Tak lama kemudian rasa nikmat yang ditunggu akhirnya muncul. Orgasme meledak di vagina mereka bersamaan, menghasilkan jerit tertahan dari mulut mereka.
“Ngghhyeahh enakk biilll..”
Mata mereka berdua terpejam, mencoba merasakan sepenuhnya nikmat yang baru saja memuncak dan kemudian mereda. Jantung berdegup kencang, nafas terengah-engah, sebelum kedua wanita itu membetulkan posisi mereka sehingga mereka sekarang sejajar dan menyamping saling berhadapan.
Mereka saling menatap penuh cinta dan nafsu. Tak lama tangan mereka saling meraih tubuh, berpelukan erat. Dengan sedikit kecupan, Nabilah berkata pelan,
“I love you, Shania..”
Nabilah terduduk terbangun. Seperti di mimpi, nafasnya terengah-engah mencari asupan oksigen. Keringat membasahi dahi dan lehernya walaupun AC malam itu dipasang dingin seperti biasa. Nabilah kemudian menoleh ke jam weker kelincinya. Jam 3:02.
Mimpi itu lagi. Sampai kapan mimpi itu datang mengganggunya.
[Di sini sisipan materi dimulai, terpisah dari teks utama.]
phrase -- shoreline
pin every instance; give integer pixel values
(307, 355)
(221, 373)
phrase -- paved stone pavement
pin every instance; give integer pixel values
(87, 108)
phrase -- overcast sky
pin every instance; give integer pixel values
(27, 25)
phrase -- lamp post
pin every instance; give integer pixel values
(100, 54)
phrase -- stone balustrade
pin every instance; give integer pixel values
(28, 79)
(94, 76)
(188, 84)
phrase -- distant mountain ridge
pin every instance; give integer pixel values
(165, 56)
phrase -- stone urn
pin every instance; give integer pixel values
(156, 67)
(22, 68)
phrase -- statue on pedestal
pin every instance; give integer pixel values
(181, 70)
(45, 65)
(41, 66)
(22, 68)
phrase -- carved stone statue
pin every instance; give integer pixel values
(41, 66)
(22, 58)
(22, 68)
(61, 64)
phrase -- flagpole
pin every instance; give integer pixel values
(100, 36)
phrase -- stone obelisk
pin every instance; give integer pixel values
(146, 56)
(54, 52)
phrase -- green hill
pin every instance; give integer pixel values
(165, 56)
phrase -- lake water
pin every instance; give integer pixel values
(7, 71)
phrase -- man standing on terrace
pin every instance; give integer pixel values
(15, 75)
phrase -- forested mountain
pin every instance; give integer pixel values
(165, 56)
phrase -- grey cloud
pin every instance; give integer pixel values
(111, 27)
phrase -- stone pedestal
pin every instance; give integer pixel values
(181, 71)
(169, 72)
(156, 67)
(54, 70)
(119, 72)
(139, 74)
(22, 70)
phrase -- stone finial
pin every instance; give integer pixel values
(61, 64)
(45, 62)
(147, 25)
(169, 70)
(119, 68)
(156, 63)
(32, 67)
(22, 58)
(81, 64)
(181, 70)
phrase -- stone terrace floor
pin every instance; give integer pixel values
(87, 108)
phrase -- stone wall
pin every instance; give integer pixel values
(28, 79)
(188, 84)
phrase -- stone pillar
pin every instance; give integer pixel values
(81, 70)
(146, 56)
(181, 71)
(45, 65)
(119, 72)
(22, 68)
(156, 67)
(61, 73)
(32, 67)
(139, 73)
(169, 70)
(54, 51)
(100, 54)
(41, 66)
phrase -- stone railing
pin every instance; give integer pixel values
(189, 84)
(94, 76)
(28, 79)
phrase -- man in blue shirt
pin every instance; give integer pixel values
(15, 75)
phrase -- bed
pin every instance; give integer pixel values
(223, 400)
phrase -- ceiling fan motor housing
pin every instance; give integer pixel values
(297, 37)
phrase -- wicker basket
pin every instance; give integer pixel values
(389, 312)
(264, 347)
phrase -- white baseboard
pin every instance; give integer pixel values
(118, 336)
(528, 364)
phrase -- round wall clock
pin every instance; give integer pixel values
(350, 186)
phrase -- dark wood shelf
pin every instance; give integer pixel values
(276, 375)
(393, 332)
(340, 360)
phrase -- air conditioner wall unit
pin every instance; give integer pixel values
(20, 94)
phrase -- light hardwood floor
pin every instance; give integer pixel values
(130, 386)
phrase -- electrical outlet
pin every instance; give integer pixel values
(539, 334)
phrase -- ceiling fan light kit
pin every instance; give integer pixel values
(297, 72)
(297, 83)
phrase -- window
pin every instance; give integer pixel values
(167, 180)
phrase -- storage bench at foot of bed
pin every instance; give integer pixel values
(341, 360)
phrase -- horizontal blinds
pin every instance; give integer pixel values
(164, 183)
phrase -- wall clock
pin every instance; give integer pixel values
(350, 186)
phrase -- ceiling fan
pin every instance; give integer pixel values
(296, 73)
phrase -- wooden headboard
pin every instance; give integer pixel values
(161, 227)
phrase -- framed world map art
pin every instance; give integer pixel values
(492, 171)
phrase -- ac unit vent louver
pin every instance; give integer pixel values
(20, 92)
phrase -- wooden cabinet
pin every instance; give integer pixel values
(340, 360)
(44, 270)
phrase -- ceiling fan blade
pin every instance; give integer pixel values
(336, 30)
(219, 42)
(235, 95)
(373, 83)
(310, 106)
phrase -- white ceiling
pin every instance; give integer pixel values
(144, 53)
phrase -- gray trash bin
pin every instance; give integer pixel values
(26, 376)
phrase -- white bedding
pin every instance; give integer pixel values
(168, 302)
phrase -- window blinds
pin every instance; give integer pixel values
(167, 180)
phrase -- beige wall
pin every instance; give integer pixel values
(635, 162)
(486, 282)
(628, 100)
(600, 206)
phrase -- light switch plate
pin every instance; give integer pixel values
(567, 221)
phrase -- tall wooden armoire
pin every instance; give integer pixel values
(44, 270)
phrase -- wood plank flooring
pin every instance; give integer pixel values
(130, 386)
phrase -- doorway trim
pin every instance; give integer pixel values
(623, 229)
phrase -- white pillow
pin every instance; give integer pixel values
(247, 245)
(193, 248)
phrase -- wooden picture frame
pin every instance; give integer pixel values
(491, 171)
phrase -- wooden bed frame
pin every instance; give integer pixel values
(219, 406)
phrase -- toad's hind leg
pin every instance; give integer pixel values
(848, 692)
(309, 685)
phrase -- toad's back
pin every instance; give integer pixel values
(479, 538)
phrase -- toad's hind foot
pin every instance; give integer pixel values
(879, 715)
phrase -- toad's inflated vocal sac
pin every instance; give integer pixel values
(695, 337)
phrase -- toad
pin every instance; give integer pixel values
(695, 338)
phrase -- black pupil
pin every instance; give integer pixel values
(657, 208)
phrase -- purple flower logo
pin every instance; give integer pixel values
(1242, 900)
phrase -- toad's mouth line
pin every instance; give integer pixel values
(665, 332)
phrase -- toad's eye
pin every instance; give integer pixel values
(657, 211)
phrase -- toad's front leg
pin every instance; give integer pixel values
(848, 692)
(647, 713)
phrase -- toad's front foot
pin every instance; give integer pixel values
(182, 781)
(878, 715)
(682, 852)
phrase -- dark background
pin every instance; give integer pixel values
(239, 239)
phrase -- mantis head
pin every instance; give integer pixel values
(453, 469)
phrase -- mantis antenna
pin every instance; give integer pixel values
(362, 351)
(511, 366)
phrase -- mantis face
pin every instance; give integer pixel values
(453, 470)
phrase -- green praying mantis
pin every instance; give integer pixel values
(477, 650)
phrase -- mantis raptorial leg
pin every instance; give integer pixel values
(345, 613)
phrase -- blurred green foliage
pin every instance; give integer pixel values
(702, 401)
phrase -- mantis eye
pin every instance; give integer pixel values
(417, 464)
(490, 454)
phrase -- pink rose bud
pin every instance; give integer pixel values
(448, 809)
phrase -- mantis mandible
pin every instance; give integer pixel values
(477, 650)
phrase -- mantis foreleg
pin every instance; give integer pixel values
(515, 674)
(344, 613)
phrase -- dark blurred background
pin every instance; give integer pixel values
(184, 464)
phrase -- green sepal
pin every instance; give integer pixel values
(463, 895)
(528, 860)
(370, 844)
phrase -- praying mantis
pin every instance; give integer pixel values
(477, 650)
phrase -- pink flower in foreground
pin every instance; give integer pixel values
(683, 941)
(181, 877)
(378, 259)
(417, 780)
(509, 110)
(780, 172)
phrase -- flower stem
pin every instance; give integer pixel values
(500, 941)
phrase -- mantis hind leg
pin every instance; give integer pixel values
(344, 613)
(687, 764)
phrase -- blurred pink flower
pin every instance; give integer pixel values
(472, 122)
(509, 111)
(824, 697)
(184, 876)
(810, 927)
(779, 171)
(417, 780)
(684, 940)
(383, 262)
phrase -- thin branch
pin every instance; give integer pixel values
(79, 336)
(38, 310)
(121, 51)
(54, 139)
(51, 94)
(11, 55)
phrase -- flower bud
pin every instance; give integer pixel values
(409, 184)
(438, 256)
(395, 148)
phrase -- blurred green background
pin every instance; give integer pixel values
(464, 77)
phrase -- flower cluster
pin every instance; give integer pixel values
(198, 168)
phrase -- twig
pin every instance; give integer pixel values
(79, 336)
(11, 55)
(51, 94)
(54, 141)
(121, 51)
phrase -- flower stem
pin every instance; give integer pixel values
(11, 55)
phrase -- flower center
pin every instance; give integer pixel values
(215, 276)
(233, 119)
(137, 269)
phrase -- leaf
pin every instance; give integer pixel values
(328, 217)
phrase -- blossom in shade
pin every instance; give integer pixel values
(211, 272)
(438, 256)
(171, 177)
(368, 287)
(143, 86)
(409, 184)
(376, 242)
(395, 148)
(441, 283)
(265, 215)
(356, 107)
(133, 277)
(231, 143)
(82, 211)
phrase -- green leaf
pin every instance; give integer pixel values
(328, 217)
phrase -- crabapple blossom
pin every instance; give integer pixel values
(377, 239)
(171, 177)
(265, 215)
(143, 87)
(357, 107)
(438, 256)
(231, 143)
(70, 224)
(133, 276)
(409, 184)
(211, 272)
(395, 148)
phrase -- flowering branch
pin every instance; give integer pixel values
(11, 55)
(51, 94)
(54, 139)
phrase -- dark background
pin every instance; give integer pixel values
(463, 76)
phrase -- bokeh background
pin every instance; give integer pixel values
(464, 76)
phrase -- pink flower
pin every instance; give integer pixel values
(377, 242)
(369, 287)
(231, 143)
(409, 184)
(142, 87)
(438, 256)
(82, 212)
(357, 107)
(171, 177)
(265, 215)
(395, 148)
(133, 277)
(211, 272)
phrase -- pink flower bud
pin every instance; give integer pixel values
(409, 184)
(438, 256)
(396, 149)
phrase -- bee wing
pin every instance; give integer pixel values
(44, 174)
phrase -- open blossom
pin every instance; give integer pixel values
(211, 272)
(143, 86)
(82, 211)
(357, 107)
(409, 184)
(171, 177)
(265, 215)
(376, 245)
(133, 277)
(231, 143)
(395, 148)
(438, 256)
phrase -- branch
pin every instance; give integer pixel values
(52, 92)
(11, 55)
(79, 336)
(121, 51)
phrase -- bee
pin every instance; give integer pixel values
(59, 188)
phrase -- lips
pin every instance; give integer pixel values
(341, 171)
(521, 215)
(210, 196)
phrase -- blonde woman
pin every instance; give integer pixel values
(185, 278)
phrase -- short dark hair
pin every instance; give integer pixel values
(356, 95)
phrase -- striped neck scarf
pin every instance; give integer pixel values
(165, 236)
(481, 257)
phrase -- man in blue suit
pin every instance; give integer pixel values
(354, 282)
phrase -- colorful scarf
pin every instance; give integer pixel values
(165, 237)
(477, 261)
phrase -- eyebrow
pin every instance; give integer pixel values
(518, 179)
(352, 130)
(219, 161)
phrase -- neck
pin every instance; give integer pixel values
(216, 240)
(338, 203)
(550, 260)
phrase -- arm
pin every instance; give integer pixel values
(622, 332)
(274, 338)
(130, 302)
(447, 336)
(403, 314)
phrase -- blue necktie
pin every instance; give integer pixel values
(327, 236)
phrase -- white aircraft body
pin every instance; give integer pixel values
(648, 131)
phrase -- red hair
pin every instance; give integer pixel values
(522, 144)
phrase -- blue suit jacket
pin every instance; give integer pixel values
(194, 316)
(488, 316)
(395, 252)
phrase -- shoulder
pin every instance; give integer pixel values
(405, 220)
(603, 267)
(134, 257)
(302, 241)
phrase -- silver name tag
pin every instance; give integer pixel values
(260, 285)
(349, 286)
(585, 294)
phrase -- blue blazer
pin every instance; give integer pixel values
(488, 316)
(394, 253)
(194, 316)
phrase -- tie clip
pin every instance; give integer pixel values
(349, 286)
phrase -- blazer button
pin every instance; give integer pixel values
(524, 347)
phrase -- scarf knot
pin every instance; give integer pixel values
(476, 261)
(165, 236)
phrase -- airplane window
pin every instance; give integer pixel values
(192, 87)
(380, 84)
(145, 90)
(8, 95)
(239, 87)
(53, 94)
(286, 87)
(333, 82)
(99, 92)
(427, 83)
Merampas nikmat tidur nyenyaknya.
Perlahan air mata meleleh dalam pejamnya, mengingat perkataan yang masih jelas dalam ingatannya walaupun diucapkan beberapa tahun yang lalu.
“Mimpi itu datang dari rasa bersalah”
Sampai kapan lelapnya diganggu oleh mimpi itu. Sampai kapan tenangnya hilang diambil rasa bersalah itu. Sampai kapan..
Pertanyaan yang tak terjawab itu akhirnya kembali membawa Nabilah ke alam tidurnya. Yang kali ini tanpa mimpi apapun.